Down in Miller Motorcars’ basement detailing studio, however, one can get a better idea of Miller Motorcars’ scale. Beyond a fresh green Rimac and a bright blue Ferrari convertible sits a gleaming Bugatti EB110, the first carbon-fiber production car and, for a brief moment in the 1990s, the fastest car in the world. Even besides a blue-and-white Chiron Super Sport, the 1-of-134 EB110 catches the eye for its rarity and its historical provenance. This might be the only place in the world where a Bugatti EB110 is a trade-in. A $1.3 million trade-in.

This is a rare place that specializes in such rare cars. That is the basis of Miller Motorcars’ reputation. Everything that passes through its doors is in perfect condition, and in perfectly-executed spec. Its color combos are trendsetting. Cygler points out a stunning orange Aston Martin Vanquish Zagato Roadster, a pure roadster without a roof at all, bodied completely in carbon fiber. It is one of 28 in the world, five for the U.S.

The Bugatti showroom is close by, past the Rolls-Royces and lines of gleaming Bentleys and Astons, many in a fashionable green. (Elizabeth Koppelman Hanigan, Director of Communications, points out that green is the hot color of the moment, something Miller Motorcars keenly anticipates year-to-year.) Miller Motorcars is readying a photoshoot for the “L’Ultime,” the very last Chiron, chassis 500 of 500, in top Super Sport spec. It is resplendent in a blue-to-blue fade, and notable places in the Chiron’s world tour are painted on the side. Greenwich stands out. Several other Chirons are being shuffled around, including a very early production example of this 300-mph car. It is an otherworldly scene, Chirons idling in a back lot. Cygler is proud that this final Chiron is coming Stateside, a job that took a lot of communication between the buyer and the factory. Miller Motorcars acts as an intermediary in these kinds of multi-million dollar deals.
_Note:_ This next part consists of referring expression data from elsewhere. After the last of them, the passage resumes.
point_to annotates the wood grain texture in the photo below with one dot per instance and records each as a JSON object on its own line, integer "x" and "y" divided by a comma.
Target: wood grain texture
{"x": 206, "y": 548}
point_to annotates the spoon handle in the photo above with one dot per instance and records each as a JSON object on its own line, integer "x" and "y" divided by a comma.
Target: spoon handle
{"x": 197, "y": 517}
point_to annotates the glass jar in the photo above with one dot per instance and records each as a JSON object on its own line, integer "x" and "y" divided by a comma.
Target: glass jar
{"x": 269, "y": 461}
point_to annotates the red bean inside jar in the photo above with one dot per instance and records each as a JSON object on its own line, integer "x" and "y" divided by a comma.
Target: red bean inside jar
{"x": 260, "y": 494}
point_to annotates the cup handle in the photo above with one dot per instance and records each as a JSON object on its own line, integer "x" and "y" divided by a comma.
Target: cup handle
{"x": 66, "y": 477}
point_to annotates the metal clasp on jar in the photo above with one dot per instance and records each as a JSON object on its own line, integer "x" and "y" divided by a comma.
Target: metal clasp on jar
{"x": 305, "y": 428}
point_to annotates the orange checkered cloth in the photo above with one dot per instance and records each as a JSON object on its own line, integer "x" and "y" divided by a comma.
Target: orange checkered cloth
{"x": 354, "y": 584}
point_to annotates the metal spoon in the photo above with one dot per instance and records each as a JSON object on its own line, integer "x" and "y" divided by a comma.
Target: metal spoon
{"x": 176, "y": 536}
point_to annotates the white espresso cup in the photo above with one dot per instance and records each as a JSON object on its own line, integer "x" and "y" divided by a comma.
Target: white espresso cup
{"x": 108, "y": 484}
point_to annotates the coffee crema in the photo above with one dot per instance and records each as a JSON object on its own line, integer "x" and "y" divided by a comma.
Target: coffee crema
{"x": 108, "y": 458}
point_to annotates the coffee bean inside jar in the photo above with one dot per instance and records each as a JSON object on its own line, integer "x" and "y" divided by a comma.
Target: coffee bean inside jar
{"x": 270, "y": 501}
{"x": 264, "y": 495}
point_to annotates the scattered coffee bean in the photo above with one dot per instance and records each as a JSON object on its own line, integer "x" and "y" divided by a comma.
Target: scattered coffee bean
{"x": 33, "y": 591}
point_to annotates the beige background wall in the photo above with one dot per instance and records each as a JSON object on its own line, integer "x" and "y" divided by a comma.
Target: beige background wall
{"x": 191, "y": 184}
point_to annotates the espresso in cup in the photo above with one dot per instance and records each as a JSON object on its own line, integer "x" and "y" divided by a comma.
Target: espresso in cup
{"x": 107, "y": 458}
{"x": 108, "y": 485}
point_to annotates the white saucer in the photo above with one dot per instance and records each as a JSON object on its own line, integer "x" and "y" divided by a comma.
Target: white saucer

No surprise Miller Motorcars keeps up a presence at Car Week around Monterey, where supercar manufacturers and their billionaire clientele rub shoulders on Pebble Beach’s 18th fairway.
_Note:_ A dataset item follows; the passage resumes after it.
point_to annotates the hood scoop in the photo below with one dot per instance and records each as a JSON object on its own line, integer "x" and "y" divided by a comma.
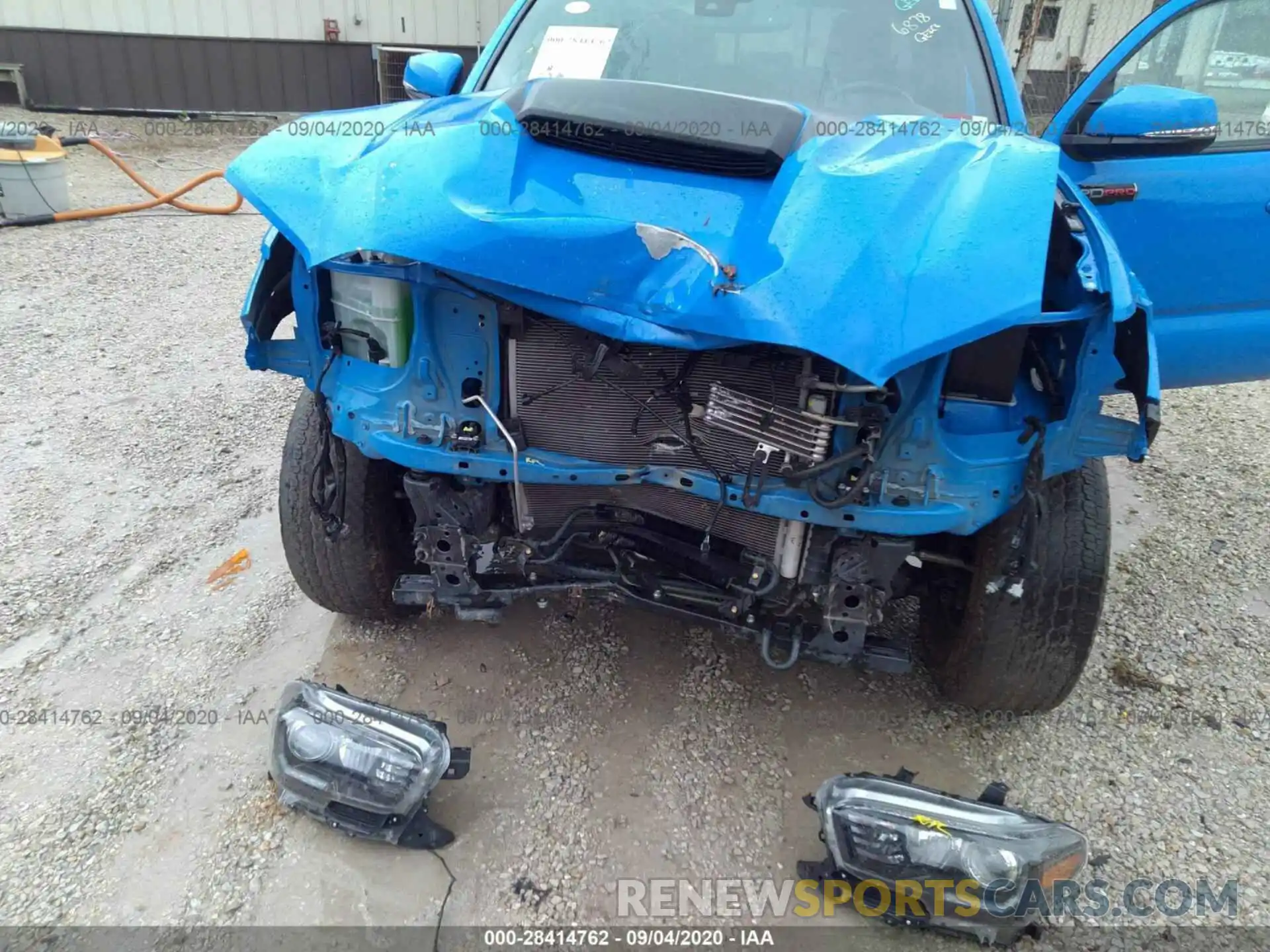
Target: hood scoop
{"x": 650, "y": 124}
Again, rare cars are Miller Motorcars’ specialty. In the Pagani showroom nearby rests a Huayra Roadster in bare carbon with red pinstriping. This is the car that was on the floor at the Geneva Motor Show, a 1-of-100 model. It, too, was a trade-in. “Perhaps for another Pagani,” Cygler says. Beyond it is the Zonda Monza. The Zonda Monza, a 1-of-1 motorsports specially built for an American collector, with a manual transmission and naturally-aspirated 7.3-liter V12. Is it for sale? Well, it is “on loan from a prominent Pagani collector,” Cygler says.

The reality is that once you step away from its Bentleys and Rolls-Royces and McLarens and the like, all of the cars in the showrooms for Miller Motorcars’s boutique, low-volume automakers are pre-owned. At this level, “every new car is built for an individual,” Matthew Horowitz, Director of Marketing, points out.

In Miller Motorcars’s Ferrari dealership, a stately building that once housed Aston Martin’s American HQ, there’s an atelier where prospective owners spec out their next order. Leather samples hang from the walls, and optional sports seats sit across from a color cabinet with samples of every hue Maranello offers. Buyers can spend an afternoon here, but it’s merely one step in the process that could take multiple years. In the meantime, “Ferrari has a contact plan,” says Horowitz, “engaging the clients with both physical and digital touchpoints. Additionally, we have events to keep them in the fold.”

This constant work and acute understanding is how Miller Motorcars is able to keep its reputation alive. Every supercar, like the Porsche 918 Spyder sitting in Miller Motorcars’s McLaren showroom, is an appreciating asset, a piece of art that can be driven a few times a year just as easily as it can be handed down from parent to child. The whole purpose of these cars is to be rare. After all, as Cygler puts it, “Scarcity is the point.”